Selon Célestin, le 14 août 1791 constitue une date incontournable pour le peuple haïtien. Il estime que cette journée doit permettre aux Haïtiens de se questionner sur leur histoire, leurs origines et l’héritage laissé par les générations qui ont lutté contre le système colonial.
Dans son analyse, la cérémonie de Bwa Kayiman comportait une dimension à la fois politique, mystique et culturelle. Il explique que les personnes réduites en esclavage se sont réunies autour d’une volonté de résistance et de transformation de l’ordre colonial, avec l’objectif de construire un autre modèle de société répondant davantage à leurs intérêts en tant qu’individus et peuple.
Il considère également le 14 août comme une journée de mémoire et de réflexion. Pour lui, la commémoration de Bwa Kayiman doit rappeler les sacrifices consentis et encourager les nouvelles générations à mieux comprendre cet héritage historique.

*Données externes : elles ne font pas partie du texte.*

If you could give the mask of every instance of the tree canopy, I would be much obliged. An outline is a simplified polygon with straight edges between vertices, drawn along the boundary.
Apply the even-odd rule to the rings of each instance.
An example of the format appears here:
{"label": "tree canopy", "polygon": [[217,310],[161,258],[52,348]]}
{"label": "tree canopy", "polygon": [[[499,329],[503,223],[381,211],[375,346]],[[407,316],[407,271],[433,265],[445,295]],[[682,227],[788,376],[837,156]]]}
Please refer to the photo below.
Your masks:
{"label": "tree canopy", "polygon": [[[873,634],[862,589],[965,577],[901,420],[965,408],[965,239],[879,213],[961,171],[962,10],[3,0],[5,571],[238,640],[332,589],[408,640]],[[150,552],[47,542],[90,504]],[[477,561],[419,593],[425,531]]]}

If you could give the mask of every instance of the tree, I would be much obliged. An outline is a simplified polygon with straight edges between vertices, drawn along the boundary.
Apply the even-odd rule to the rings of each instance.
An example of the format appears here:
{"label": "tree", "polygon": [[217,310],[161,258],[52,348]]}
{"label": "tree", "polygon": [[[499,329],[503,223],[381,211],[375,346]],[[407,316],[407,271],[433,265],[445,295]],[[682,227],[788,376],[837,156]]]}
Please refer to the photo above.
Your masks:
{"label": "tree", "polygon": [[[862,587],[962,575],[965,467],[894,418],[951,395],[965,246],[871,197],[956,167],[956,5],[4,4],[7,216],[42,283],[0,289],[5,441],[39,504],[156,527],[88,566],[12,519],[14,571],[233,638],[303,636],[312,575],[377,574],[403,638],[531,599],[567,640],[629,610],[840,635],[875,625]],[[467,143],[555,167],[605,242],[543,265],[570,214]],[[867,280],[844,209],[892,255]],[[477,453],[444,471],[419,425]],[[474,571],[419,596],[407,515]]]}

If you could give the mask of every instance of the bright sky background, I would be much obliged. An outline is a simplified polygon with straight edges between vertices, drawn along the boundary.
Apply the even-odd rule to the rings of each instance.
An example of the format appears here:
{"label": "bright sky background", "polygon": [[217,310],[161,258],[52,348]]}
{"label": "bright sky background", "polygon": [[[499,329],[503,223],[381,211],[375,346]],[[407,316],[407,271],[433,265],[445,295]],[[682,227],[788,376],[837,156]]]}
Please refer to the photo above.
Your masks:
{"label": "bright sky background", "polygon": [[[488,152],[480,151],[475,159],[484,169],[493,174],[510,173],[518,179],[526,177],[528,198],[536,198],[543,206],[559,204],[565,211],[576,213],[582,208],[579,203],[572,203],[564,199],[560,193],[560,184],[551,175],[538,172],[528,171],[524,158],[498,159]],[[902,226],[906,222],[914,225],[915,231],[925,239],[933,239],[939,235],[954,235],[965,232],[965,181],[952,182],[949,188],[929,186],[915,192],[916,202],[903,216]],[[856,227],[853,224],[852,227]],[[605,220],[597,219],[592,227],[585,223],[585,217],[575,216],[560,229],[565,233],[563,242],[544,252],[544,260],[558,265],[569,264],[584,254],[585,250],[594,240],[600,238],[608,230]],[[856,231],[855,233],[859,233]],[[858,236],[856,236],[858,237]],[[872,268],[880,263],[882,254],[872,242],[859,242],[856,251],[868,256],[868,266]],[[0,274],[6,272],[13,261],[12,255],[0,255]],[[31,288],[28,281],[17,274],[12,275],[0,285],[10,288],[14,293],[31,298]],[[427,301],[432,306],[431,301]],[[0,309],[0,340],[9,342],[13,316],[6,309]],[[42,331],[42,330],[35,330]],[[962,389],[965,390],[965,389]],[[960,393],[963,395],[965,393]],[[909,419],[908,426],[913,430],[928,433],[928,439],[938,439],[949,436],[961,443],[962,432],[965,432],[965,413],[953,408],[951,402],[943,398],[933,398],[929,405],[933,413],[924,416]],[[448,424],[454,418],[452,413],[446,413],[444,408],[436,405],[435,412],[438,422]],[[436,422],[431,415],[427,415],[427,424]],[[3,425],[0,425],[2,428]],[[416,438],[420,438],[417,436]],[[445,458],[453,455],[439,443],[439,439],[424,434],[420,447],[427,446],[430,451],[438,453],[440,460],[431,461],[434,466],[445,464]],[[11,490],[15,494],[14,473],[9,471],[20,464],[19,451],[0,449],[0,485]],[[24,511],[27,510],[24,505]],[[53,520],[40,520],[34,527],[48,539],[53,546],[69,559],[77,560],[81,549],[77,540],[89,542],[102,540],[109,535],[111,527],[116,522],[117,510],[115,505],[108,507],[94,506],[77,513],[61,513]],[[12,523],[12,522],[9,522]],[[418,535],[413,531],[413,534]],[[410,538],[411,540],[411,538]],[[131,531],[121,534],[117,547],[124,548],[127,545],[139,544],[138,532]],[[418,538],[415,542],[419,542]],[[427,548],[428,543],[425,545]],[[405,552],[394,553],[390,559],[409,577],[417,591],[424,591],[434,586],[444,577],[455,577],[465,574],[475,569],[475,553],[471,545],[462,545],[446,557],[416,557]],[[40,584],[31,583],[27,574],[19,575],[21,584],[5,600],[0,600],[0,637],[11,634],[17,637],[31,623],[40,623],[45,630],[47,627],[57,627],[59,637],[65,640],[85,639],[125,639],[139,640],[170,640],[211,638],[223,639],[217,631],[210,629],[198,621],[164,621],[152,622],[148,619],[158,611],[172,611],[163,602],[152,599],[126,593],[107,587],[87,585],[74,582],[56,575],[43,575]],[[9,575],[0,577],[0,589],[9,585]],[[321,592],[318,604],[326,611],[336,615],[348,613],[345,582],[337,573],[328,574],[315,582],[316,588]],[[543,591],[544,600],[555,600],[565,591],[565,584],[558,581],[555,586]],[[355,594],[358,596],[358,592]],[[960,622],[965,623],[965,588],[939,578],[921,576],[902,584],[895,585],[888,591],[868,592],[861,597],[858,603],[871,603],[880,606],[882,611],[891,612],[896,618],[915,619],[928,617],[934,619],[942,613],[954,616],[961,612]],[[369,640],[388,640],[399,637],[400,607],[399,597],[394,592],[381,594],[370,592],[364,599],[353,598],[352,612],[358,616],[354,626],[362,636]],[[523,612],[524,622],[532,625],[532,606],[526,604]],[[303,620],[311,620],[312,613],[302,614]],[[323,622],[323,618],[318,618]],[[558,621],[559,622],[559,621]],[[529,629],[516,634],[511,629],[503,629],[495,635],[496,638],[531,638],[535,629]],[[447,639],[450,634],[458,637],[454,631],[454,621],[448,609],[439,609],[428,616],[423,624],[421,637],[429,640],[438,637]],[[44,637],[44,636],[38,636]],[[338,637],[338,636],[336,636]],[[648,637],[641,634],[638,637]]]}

Abordant la situation politique actuelle, Célestin établit un parallèle entre cet héritage historique et les enjeux liés aux prochaines élections. Il insiste notamment sur l’importance de l’éducation politique, particulièrement auprès de la jeunesse. À ses yeux, participer à une élection ne doit pas se limiter à déposer un bulletin dans une urne : les citoyens doivent comprendre les enjeux et les conséquences de leurs choix.
Richecarde Célestin estime ainsi que, même si l’organisation d’élections apparaît nécessaire dans le contexte actuel, une question fondamentale demeure : quel projet de société doit accompagner ces élections ? Il appelle à réfléchir à la vision que le pays souhaite construire, notamment en ce qui concerne la jeunesse et son rôle dans l’avenir d’Haïti.
Pour lui, la mémoire du 14 août 1791 ne doit donc pas rester limitée aux cérémonies commémoratives. Elle doit également servir de point de départ à une réflexion sur l’identité, la responsabilité citoyenne et la construction de l’avenir du pays.